Because this trip was not all about me, Lesley and Stuart also took us to the home where Jane Austen spent the last several years of her life.  The gardens around her home were so vibrant and it was nice to see how well everything had been preserved.  We then spent some time in Winchester, which is where Jane Austen died and is buried.  Her final resting place is inside Winchester Cathedral, one of the largest cathedrals in Europe. 

The flowers in the gardens around Jane Austen’s home were beautiful.
Jane Austen’s writing table.
Jane’s Austen final resting place inside Winchester Cathedral.
One of the many ornate ceilings inside Winchester Cathedral. I could have spent hours in all of the cathedrals we visited just staring at the intricacies in the architecture.

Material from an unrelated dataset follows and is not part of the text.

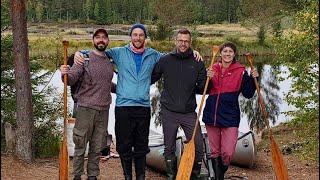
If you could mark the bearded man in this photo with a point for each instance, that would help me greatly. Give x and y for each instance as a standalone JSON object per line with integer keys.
{"x": 93, "y": 100}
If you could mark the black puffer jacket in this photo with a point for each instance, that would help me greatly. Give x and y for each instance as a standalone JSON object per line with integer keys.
{"x": 183, "y": 77}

After being welcomed with open arms it was difficult to leave Southampton, but all good things must come to an end.  So, we hopped a train back to London where we spent one more day and night before flying back home. 

Oh, and that wheelchair, well we were supposed to leave it at the hotel we stayed at our last night in London. The service from which we had rented it instructed us to leave it with the front desk staff of the hotel where’d we be staying our last night in London, so that they could retrieve it the morning of our departure. However, when we explained these arrangements to the front desk clerk upon check in he told us that the hotel would not be held responsible for it.  So, I called the company and let them know this, but I never heard back from them.  We even called them twice the morning of our departure, and we still heard nothing.  So, we asked the ticket agent at the American Airlines check in desk if we could leave it with them.  Once again we were told they would not be held responsible for it.  So, we parked that chair outside security and made our way to our flight. 

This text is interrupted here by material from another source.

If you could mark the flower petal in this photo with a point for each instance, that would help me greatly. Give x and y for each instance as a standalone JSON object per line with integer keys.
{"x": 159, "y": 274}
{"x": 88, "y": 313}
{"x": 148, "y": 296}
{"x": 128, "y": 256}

A few days after we arrived home the wheelchair service called us and asked us about the chair.  I explained to them where we had left it and explained how we had attempted to contact them about it before we left.  They were never able to locate it, and to this day it remains a mystery as to where it is.  When I think about where it might have ended up, my mind instantly goes to the final scene of the movie Raiders of the Lost Ark.  Maybe, it was packed away in a crate in much the same way the Ark of the Covenant is at the end of this film and was wheeled into a storage room somewhere deep in the bowels of London’s Heathrow Airport.